General information
- Founded: September 23, 2026; 2 days ago
- Stadium: Weidner Field Colorado Springs, Colorado
- Website: www.theufl.com/colorado

Personnel
- Owner: League owned

Team history
- Colorado UFL team (2027–present);

League / conference affiliations
- United Football League (2027)

= Colorado UFL team =

Professional American football team

The Colorado UFL team are a professional American football team based in Colorado Springs, Colorado. The team will compete in the United Football League (UFL). They are planned to begin play in 2027. The team, along with the rest of the league, is owned and operated by a consortium led by Mike Repole, and will play their home games at Weidner Field.

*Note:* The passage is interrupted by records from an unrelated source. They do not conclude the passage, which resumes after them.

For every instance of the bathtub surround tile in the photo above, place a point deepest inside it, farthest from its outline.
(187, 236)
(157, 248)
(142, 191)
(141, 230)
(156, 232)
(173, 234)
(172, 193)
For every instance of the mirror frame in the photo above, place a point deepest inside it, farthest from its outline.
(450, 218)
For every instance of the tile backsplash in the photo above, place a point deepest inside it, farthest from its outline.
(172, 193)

The team will announce its name, logo, colors and brand identity on October 25.

== History ==
The Colorado UFL team was announced on September 23, 2026. It is one of two new teams set to begin play in 2027, along with the Rhode Island UFL team.

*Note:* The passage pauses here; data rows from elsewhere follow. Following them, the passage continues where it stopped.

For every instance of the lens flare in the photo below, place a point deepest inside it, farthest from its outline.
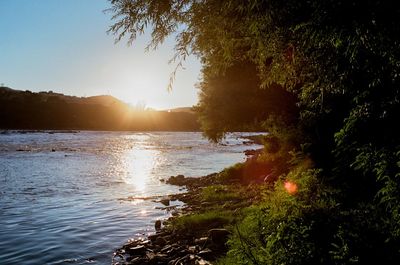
(290, 187)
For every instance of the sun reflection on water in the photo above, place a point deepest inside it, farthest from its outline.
(139, 165)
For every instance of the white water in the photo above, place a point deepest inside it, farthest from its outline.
(63, 195)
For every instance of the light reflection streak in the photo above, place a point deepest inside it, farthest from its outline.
(138, 166)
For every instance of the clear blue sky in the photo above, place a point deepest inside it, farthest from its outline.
(62, 45)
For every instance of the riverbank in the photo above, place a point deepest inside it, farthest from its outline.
(196, 233)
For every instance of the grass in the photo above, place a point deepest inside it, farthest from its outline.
(199, 222)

Colorado Springs has never hosted professional football at any level. The only other professional outdoor football to play in the state of Colorado (other than the NFL's Broncos) was the Denver Gold, who played 70 mi north (via I-25) of Colorado Springs in Denver in the original USFL in the 1980s. The Gold was, reputedly, the only USFL team to have ever been profitable, due to strong attendance and exceptionally frugal spending.